Yesterday, September 14th, 2021, Google added a new video to its #AskGooglebot video series, which is basically a YouTube playlist of short videos.
In each video, John Mueller, who’s a Search Advocate at Google, answers a specific question about a topic that’s relevant to webmasters and SEO professionals.
In yesterday’s video, there were 3 related questions, all having to do with how a WordPress site’s theme can play a role in SEO.
The questions were:
Does changing the theme of a WordPress website affect the ranking?
If it does, to what degree?
What are the best practices while changing the theme/design?
To begin, yes, changing the theme of a WordPress website can affect various aspects of its SEO performance, and hence, ranking.
More specifically, themes can differ from each other in the sense that a new theme can be different in how content is displayed, whether or not there are internal links, whether the page loads quicker or slower, what the content options are, and structured data use. (Changing to a new theme can affect more than just those.)
The Degree to Which Ranking/SEO Can Be Affected
As to what degree, well…it depends, of course on the theme you’re switching from, and the theme you’re switching to. (On some themes, even a change to a certain setting plugin can make a difference in SEO performance.)
Best Practices While Changing Themes
One thing that John recommends is that, before launching, or re-launching, with a new theme, you test your prospective/new theme on a practice website. He advises blocking robots (I’m guessing in robots.txt) so that your test website isn’t crawled.
(Personally, what I might do is just create a subdomain or subdirectory, install WordPress, and then, add my new theme to that new WordPress installation.)
Alternatively, instead of creating a new site, subdomain, or subdirectory, you can just install the theme onto your current WordPress site, and then test your new theme on the live site. The only small concern is that something may go wrong, but if that’s the case, you can always quickly switch back to your previous theme.
Do Consider How Your Content Is Displayed
John suggests checking out the SEO Starter Guide, and also to consider the HTML that’s generated by the theme.
You can also use testing tools in Search Console to test your prospective theme, and make comparisons to your current one.
One such test (though it’s not in Search Console), is Google’s Page Speed Insights. You can basically open Page Speed Insights in two different tabs, put the URL of your current theme into one tab, run the test, and compare your score with the URL of your test site/prospective them in the second tab.

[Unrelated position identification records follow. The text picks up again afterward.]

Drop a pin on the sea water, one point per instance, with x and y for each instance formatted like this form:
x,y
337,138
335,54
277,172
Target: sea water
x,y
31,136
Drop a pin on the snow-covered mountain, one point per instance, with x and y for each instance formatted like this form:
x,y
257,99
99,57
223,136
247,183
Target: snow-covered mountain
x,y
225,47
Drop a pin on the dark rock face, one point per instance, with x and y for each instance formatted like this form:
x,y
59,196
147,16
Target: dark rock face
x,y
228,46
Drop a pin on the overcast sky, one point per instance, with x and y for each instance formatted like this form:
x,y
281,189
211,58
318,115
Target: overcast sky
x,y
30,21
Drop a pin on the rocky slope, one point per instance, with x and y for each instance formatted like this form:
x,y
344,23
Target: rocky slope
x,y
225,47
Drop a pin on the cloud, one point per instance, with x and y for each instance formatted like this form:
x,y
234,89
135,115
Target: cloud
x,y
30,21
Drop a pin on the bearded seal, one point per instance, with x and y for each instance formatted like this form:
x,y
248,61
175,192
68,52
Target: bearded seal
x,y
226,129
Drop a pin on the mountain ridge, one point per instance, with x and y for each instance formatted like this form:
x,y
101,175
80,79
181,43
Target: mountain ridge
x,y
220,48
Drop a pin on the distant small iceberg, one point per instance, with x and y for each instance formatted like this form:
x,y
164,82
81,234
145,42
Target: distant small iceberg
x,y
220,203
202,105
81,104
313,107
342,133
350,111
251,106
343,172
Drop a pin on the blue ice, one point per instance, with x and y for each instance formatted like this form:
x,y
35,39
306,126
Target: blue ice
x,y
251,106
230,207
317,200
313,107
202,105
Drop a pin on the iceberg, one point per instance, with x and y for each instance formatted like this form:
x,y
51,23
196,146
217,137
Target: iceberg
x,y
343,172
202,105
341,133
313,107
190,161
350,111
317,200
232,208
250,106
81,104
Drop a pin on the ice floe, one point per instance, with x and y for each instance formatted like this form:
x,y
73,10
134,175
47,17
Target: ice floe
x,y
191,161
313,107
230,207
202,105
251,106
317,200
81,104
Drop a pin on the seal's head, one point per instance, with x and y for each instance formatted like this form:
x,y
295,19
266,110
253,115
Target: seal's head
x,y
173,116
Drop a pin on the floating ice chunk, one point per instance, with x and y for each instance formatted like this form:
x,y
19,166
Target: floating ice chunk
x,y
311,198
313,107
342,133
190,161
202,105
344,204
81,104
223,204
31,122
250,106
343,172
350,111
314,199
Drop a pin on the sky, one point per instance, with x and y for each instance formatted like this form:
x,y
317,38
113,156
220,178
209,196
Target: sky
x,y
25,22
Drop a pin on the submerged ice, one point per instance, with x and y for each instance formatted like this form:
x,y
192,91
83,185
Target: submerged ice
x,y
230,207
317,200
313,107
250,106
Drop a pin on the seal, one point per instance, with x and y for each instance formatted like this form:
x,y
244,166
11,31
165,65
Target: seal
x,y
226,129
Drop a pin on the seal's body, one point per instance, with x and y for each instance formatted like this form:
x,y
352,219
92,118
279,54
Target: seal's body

Most modern WordPress themes are Mobile-Friendly (which means they’ll display well on a mobile device), but just to be sure, you can test it out using Google’s Mobile-Friendly test.
On YouTube, one of the links in the video’s description area goes to this debugging page, so depending on your situation, time, and resources, do check it out (or have your webmaster do so).

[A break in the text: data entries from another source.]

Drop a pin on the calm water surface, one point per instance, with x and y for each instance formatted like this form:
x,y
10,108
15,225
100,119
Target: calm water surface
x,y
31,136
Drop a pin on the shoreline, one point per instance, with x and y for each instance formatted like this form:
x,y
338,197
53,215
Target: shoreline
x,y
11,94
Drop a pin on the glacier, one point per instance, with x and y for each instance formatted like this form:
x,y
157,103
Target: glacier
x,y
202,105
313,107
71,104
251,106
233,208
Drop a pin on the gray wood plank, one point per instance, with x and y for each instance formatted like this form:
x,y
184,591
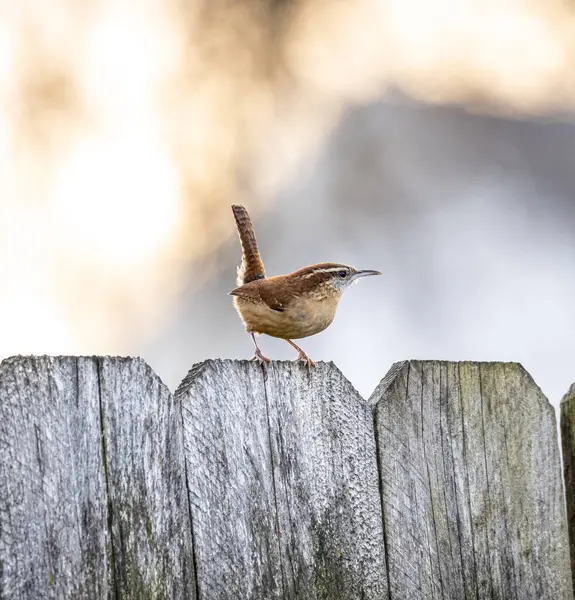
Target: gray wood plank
x,y
568,445
471,485
282,478
93,501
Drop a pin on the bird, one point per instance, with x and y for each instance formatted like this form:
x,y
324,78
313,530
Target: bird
x,y
291,306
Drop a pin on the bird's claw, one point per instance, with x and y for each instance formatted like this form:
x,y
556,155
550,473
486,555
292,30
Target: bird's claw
x,y
264,360
305,358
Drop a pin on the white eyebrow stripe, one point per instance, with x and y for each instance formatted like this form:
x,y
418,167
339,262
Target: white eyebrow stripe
x,y
330,270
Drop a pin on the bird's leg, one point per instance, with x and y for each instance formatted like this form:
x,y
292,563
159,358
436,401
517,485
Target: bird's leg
x,y
302,355
258,353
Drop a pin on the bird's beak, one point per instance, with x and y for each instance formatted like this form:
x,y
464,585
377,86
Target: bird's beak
x,y
364,274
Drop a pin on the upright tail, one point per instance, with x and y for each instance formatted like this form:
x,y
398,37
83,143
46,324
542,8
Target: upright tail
x,y
251,267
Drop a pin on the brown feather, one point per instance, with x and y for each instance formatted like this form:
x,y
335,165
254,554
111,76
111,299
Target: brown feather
x,y
251,267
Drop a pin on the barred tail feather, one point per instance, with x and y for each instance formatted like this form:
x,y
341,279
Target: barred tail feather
x,y
251,267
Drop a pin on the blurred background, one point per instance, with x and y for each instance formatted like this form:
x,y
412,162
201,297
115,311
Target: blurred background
x,y
431,140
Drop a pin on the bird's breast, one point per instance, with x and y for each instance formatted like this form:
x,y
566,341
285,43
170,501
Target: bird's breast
x,y
301,318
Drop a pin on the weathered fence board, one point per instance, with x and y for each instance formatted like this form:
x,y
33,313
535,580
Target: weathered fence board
x,y
470,477
568,443
92,501
283,483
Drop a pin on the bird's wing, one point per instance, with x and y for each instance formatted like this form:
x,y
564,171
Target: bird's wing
x,y
259,292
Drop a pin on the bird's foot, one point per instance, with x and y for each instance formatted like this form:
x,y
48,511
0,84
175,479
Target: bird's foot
x,y
264,360
305,358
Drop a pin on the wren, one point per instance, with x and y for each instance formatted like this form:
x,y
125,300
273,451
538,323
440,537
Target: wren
x,y
291,306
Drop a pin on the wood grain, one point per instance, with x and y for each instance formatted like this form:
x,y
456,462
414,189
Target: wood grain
x,y
282,478
471,484
568,445
93,501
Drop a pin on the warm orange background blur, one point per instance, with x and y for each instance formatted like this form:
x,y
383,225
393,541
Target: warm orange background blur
x,y
428,139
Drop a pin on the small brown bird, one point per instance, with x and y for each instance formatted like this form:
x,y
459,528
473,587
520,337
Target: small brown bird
x,y
292,306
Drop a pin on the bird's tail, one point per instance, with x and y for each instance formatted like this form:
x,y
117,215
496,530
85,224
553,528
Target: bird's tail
x,y
251,267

What’s been covered here (and in the video) are just the beginning of what can be an extensive discussion. That said, if you diligently apply the testing methods listed here, you can go a long way in determining if your prospective theme will be an SEO advantage to you.
That said, do remember something that’s, in some ways, more important than SEO and, in a way, determines SEO, and that’s UX, or user experience.
Google’s SEO is based on how they think users like your pages.
Great, helpful, one-of-a-kind quality content that’s easy to access is probably just as important as the theme you use. And, if the theme you use enhances UX while having great SEO performance metrics, you’ve got a winning candidate.